Langston, the Mission and Installation Contracting Command deputy director, was born and raised on Staten Island. After high school, her incredible journey at the College of New Rochelle where she received her Bachelor's of Arts. She later attended the University of Maryland, College Park, for graduate school and received her law degree known as a Juris Doctor degree.
During her days in institutes of higher education, she'd spend part of the summer modeling coats and suits in Manhattan, passing the time while waiting to start her fun summer job; waitressing at Hampton Beach, New Hampshire, along with other college students.
Life got serious after graduation as she spent time in several executive programs at Harvard University's John F. Kennedy School, Dartmouth Tuck School, Federal Executive Institute, and the Center for Creative Leadership.
Langston displayed ambition pursuing her education and career. She also managed to find time to start a family of five.
Langston ensured her children would have experiences they would never forget from early on. Walking half of the Appalachian Trail with her children during the summer of 1973 is one they will always remember. The trek started in Georgia and ended halfway into Virginia. During the trip, the Langston's would stop at small towns along the way, dining at mom and pop diners and socializing with the locals. The three-month journey kept her children occupied all summer long leaving them with only a week of summer vacation before starting back to school.

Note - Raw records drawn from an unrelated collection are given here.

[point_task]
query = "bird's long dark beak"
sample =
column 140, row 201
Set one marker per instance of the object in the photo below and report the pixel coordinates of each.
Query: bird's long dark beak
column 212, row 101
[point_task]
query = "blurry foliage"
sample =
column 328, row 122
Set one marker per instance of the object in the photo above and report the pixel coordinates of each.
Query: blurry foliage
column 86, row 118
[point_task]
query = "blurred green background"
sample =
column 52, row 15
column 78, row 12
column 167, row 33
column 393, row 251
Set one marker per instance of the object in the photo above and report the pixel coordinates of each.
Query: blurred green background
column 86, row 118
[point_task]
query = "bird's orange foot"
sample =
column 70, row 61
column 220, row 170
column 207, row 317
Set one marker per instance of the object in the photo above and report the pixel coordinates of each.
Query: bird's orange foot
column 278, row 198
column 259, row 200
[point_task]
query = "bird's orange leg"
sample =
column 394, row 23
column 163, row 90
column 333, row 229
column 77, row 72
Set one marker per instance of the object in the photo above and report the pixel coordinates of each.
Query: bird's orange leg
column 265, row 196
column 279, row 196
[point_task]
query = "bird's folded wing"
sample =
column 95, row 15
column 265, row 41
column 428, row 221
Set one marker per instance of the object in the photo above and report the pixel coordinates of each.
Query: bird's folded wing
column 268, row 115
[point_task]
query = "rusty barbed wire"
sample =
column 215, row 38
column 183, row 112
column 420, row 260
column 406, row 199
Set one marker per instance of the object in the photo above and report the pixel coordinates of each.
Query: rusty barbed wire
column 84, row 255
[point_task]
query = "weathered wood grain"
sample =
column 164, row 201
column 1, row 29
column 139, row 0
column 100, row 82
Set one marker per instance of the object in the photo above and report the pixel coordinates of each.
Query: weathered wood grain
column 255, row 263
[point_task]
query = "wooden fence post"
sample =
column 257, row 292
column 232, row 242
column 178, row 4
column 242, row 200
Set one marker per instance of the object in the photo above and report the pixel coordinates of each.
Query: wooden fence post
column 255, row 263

Time on the trail helped the Langston children develop a sense of independence. Langston insisted that her children be in charge of their food and water, and the conservation of it, a method of helping to develop their decision making skills.
At the same time she was also gaining new ground in reference to her career. The mother of five was making her way up the corporate ladder and was soon promoted to "a super grade position".
"I was recruited to work for the government at the Consumer Product Safety Commission by a friend who had previously worked with me in industry. I started as a GS15 and subsequently was promoted to a "super grade." The "super grades" transitioned into the Senior Executive Service the following year," said Langston, who was a vice president at a consulting company prior to joining the government.
Her current position can be demanding but Langston's still manages to juggle time between family and work.
Recently, while vacationing in Denmark with her daughter Nancy, the Langston ladies ran into some trouble. Nancy was victimized by a pickpocket while trying to board a train in Denmark.
After being bumped, Nancy noticed her wallet was missing the moment they reached the bottom of the escalator; the two notified the police immediately. The result of this incident was a lesson in Danish justice.
According to Langston, the wallet was stolen Monday, an arrest was made Thursday, and by Friday they were in court for the preliminary hearing.
"Denmark is a very progressive country, their surveillance cameras were able to catch every detail of the perpetrator," said Langston.
Langston said the courtroom experience was both confusing and intriguing as the perpetrator was Romanian, the Langston's are American, and the hearing was conducted in Danish. With the perpetrator caught on camera and Nancy testifying against him, he was found guilty.
Langston said any future escapades will be like the prior ones; spur of the moment. It's only a matter of time before she has a new tale to tell.